Big data boom in China spurs thriving underground economy
China is increasingly becoming a “global epicenter” for big data analysis – but the country’s lack of regulation is also cultivating a thriving underground economy, centralized around the illegal sale of big data.
A monday intel report 471 shed light on how cybercriminals illegally monetize big data, selling it to crooks, threat groups or even marketers. Cybercriminals, which are either individuals or organized cybercrime groups, siphon or access large data streams from service providers, which they repackage and then sell on underground Chinese language forums.
The booming underground trade comes during a revolution in the Chinese economy due to big data, or datasets that extend beyond traditional databases to capture, manage and process data with low latency. China’s big data industry is worth hundreds of billions of dollars and is well integrated with various industries, including finance, energy and transportation, the researchers said.
With the emergence of data-intensive technologies such as the Internet of Things (IoT) and artificial intelligence, big data technology investment opportunities in China are expected to register a compound annual growth rate of 30% over the course of the next five years, according to a report by Mordor Intelligence.
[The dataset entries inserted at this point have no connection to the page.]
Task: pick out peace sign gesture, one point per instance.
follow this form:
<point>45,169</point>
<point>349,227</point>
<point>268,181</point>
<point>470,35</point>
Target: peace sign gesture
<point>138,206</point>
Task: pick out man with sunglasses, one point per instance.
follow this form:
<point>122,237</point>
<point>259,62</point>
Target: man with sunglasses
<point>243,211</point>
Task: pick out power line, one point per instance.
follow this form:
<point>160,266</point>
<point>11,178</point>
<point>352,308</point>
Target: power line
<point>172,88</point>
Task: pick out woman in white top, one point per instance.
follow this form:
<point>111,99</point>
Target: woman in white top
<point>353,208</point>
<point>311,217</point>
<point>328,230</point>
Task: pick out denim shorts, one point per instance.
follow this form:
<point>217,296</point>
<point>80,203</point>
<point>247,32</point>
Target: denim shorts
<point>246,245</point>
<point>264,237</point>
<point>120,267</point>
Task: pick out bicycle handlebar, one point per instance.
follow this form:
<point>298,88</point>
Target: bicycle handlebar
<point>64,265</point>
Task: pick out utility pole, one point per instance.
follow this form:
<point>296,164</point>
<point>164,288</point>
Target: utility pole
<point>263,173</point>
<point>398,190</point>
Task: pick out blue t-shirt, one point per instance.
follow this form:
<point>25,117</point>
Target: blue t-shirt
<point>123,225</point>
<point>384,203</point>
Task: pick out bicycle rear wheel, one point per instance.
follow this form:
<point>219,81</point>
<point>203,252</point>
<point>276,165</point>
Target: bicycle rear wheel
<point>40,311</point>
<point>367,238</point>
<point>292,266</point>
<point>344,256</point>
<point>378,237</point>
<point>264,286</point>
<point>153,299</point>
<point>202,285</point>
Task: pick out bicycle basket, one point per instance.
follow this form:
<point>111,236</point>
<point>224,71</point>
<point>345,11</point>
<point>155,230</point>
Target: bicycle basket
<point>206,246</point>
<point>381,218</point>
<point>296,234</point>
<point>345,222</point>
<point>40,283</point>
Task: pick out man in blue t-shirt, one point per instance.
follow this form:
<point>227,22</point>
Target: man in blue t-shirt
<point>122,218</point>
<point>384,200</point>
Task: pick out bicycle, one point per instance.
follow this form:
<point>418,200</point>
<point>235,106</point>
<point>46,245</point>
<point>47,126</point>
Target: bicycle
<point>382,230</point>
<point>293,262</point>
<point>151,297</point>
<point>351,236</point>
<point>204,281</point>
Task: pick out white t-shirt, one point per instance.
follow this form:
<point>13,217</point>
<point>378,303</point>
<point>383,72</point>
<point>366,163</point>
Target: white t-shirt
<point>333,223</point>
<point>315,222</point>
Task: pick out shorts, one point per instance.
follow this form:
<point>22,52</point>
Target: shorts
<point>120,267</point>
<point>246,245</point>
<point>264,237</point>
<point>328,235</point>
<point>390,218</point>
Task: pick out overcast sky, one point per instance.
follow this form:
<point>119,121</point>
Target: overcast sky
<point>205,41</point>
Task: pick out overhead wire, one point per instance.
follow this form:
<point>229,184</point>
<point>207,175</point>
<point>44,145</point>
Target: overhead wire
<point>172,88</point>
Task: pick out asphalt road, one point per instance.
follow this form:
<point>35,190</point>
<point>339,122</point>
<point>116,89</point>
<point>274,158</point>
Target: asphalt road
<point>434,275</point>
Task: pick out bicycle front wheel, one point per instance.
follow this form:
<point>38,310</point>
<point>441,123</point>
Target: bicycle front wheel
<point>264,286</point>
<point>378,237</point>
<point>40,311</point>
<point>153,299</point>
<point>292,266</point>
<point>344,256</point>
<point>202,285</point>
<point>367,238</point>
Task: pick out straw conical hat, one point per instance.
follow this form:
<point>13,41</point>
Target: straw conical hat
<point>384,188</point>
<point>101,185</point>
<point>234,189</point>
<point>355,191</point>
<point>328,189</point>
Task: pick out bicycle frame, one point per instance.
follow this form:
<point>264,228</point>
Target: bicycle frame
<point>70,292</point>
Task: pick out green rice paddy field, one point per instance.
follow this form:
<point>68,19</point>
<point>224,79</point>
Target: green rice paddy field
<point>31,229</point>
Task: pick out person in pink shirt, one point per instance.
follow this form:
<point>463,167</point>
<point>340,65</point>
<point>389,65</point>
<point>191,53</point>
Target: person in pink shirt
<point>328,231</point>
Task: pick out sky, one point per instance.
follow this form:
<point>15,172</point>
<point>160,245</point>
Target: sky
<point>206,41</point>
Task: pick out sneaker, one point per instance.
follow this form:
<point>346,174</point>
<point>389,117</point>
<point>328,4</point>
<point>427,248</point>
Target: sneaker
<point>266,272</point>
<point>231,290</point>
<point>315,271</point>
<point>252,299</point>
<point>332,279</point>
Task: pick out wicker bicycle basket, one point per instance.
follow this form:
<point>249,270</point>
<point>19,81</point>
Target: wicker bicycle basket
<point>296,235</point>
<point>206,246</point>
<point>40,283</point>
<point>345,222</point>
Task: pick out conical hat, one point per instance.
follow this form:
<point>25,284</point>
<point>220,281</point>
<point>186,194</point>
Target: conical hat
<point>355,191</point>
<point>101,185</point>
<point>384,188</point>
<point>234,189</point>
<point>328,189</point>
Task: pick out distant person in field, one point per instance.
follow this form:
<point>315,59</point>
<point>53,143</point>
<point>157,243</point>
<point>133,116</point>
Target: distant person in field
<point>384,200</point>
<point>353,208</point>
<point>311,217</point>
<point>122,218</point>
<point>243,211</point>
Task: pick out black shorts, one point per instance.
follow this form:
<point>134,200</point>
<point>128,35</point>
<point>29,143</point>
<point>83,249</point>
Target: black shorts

At the same time, the researchers warn of a lack of oversight for this explosive growth in data. There is no clear definition of private data versus public data, for example, and little general guidance on how companies collect, use, and share data.
“With China injecting big data into all economic sectors, the environment has become ripe for criminals to create and execute schemes that hide in the noise caused by the amount of data available,” the researchers said.
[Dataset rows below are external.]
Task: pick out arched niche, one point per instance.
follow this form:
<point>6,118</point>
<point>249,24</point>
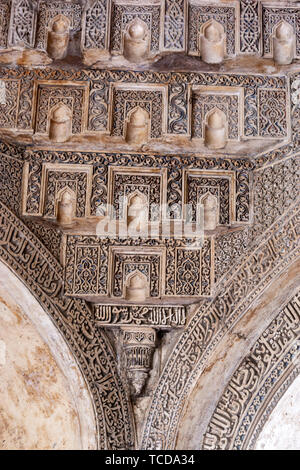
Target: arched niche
<point>212,42</point>
<point>58,37</point>
<point>65,206</point>
<point>136,41</point>
<point>215,129</point>
<point>60,123</point>
<point>44,400</point>
<point>211,211</point>
<point>136,287</point>
<point>137,126</point>
<point>284,43</point>
<point>137,212</point>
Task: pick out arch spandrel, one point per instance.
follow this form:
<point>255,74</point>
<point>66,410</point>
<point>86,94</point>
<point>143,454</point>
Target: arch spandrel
<point>170,100</point>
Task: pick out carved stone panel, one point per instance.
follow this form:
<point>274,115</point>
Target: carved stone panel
<point>102,267</point>
<point>126,262</point>
<point>124,182</point>
<point>198,183</point>
<point>272,113</point>
<point>272,15</point>
<point>4,22</point>
<point>23,23</point>
<point>124,13</point>
<point>162,317</point>
<point>175,25</point>
<point>55,178</point>
<point>126,98</point>
<point>225,15</point>
<point>229,101</point>
<point>249,27</point>
<point>48,10</point>
<point>49,94</point>
<point>9,106</point>
<point>96,25</point>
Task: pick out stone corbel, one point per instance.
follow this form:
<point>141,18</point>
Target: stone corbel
<point>138,349</point>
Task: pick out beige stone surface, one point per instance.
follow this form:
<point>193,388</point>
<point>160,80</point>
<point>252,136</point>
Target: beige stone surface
<point>282,431</point>
<point>39,401</point>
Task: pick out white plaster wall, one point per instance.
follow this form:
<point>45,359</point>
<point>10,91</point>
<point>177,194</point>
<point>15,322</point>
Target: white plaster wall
<point>282,430</point>
<point>44,401</point>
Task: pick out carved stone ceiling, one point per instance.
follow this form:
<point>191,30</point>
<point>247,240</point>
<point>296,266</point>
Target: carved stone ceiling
<point>149,201</point>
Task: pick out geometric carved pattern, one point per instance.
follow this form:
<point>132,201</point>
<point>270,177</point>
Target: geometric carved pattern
<point>199,15</point>
<point>272,113</point>
<point>199,183</point>
<point>126,263</point>
<point>95,25</point>
<point>44,186</point>
<point>49,10</point>
<point>101,267</point>
<point>73,96</point>
<point>4,22</point>
<point>122,15</point>
<point>125,181</point>
<point>9,110</point>
<point>22,26</point>
<point>228,103</point>
<point>249,26</point>
<point>174,27</point>
<point>126,100</point>
<point>271,17</point>
<point>275,189</point>
<point>236,292</point>
<point>255,381</point>
<point>163,317</point>
<point>43,275</point>
<point>145,89</point>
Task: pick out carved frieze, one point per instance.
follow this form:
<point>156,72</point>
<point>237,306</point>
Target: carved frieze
<point>229,101</point>
<point>48,11</point>
<point>255,381</point>
<point>272,16</point>
<point>4,22</point>
<point>50,94</point>
<point>122,14</point>
<point>174,26</point>
<point>157,316</point>
<point>102,267</point>
<point>199,183</point>
<point>9,108</point>
<point>249,27</point>
<point>224,15</point>
<point>54,179</point>
<point>96,25</point>
<point>23,23</point>
<point>126,98</point>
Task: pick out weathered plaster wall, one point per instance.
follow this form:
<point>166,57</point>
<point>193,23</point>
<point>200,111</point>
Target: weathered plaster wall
<point>44,403</point>
<point>282,430</point>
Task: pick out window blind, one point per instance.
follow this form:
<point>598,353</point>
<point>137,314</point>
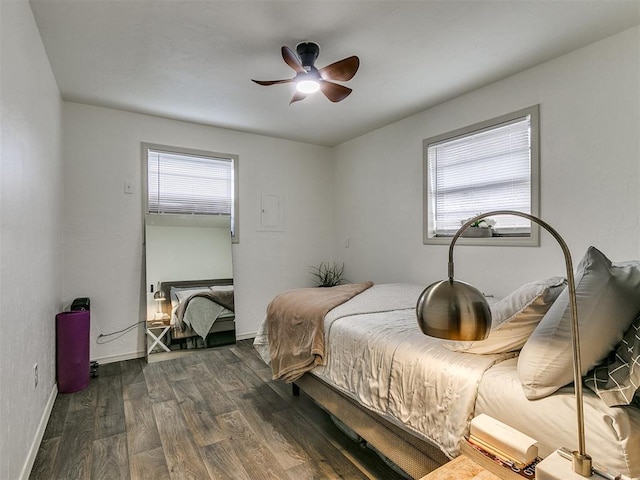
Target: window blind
<point>482,171</point>
<point>189,184</point>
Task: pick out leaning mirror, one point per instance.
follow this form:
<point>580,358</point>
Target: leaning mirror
<point>189,283</point>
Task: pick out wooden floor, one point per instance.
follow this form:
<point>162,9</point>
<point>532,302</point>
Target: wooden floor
<point>215,414</point>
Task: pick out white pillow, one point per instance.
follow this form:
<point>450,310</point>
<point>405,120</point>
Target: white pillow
<point>186,293</point>
<point>515,317</point>
<point>608,299</point>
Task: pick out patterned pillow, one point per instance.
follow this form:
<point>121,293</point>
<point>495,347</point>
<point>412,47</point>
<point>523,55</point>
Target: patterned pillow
<point>617,379</point>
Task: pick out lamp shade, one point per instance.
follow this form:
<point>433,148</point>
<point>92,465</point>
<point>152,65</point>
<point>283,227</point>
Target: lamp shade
<point>453,310</point>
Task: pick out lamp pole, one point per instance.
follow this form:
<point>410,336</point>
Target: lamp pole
<point>581,461</point>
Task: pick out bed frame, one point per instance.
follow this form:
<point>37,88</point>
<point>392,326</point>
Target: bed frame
<point>416,457</point>
<point>223,324</point>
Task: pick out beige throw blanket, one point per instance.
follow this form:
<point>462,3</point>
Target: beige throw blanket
<point>296,330</point>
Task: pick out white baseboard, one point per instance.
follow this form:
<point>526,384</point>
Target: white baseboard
<point>120,358</point>
<point>246,336</point>
<point>35,445</point>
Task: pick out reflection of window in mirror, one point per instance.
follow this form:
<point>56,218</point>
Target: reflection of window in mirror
<point>191,217</point>
<point>191,182</point>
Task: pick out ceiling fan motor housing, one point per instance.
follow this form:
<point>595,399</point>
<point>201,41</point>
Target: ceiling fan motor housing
<point>308,52</point>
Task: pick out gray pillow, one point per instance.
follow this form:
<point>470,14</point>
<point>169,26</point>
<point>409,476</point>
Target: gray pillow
<point>617,379</point>
<point>608,300</point>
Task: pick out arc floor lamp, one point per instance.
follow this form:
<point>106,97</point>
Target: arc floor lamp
<point>456,310</point>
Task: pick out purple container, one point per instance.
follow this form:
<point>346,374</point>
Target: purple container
<point>72,351</point>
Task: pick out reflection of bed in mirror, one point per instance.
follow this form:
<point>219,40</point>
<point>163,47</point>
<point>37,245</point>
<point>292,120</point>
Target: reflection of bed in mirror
<point>186,252</point>
<point>201,312</point>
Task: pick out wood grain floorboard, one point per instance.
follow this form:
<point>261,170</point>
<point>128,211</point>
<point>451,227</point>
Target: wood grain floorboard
<point>223,463</point>
<point>45,461</point>
<point>199,419</point>
<point>142,432</point>
<point>183,458</point>
<point>151,464</point>
<point>262,464</point>
<point>210,414</point>
<point>110,459</point>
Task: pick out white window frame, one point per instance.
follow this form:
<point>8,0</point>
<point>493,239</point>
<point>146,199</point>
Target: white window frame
<point>533,239</point>
<point>235,232</point>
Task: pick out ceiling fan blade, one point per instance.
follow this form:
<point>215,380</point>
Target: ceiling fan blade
<point>297,97</point>
<point>292,60</point>
<point>333,91</point>
<point>266,83</point>
<point>341,70</point>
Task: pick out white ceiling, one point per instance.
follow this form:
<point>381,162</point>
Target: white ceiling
<point>193,60</point>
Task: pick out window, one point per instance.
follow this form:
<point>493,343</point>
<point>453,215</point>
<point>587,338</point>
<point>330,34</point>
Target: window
<point>191,182</point>
<point>492,165</point>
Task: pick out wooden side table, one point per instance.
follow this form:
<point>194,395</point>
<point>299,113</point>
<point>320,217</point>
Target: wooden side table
<point>460,468</point>
<point>157,337</point>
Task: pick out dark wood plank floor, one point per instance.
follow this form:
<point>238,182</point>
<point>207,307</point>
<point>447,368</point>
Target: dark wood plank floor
<point>214,414</point>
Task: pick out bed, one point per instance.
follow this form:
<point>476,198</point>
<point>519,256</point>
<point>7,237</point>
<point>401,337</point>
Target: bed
<point>201,312</point>
<point>411,397</point>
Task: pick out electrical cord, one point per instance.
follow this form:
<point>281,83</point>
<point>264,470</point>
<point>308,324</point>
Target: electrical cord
<point>122,332</point>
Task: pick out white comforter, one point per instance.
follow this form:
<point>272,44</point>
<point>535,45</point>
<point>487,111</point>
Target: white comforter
<point>377,354</point>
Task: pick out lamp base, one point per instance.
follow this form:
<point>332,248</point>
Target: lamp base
<point>555,467</point>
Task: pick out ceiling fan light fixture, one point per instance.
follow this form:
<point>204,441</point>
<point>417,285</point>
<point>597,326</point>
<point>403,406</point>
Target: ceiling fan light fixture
<point>308,86</point>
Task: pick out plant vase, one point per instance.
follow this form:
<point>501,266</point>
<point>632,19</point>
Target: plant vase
<point>477,232</point>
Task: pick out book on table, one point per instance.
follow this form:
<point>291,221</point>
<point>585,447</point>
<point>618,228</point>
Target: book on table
<point>503,450</point>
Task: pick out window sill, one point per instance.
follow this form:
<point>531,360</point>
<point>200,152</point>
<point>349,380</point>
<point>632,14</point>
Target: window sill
<point>530,241</point>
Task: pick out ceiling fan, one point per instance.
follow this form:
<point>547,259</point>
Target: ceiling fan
<point>309,79</point>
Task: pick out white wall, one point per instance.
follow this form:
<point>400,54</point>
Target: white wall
<point>30,240</point>
<point>590,163</point>
<point>103,225</point>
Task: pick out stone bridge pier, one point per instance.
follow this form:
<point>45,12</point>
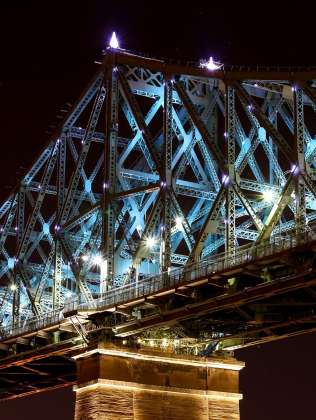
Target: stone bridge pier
<point>128,384</point>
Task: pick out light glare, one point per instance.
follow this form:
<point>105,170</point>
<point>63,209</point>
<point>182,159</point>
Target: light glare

Brandon Hoffman, RSSI at Intel 471, said most of this data is obtained through “insiders” collecting the information. For example, in February, researchers observed a cybercriminal offering website and application bot data collection services in an underground market in Chinese, claiming to have access to Chinese mobile operators’ “insider channels” to data collection.
“This is typically worked out through a series of middlemen,” Hoffman said. “The other source is legitimate data brokers. While this is not something we have analyzed enough to make a statement, there is a hypothesis that cybercriminals could masquerade as legitimate businesses to buy data to other companies who have a legal reason to sell the data and then use it for nefarious purposes. “
Highly organized cybercrime groups are behind the illegal sale of these large data streams. These groups are typically headed by a boss, or “requester,” who engages with an “insider” or cybercriminal and instructs them to illegally access raw data.
“The prevalence of these patterns shows the importance of securing the data that companies generate at the same level as the services that keep the business running on a daily basis. “
Data sensitivity can range from anything basic, like browsing or shopping habits, to fully identifiable personal information like dates of birth, addresses, and more, Hoffman said. For example, in January, cybercriminals offered real-time data for casino games, lotteries and stocks on a popular underground forum linked to China, the data allegedly coming from two popular mobile network operators in China, researchers said. And in late March, cybercriminals offered massive data feeds from commercial databases of Canadian and US companies and investors, as well as a hacked Twitter database.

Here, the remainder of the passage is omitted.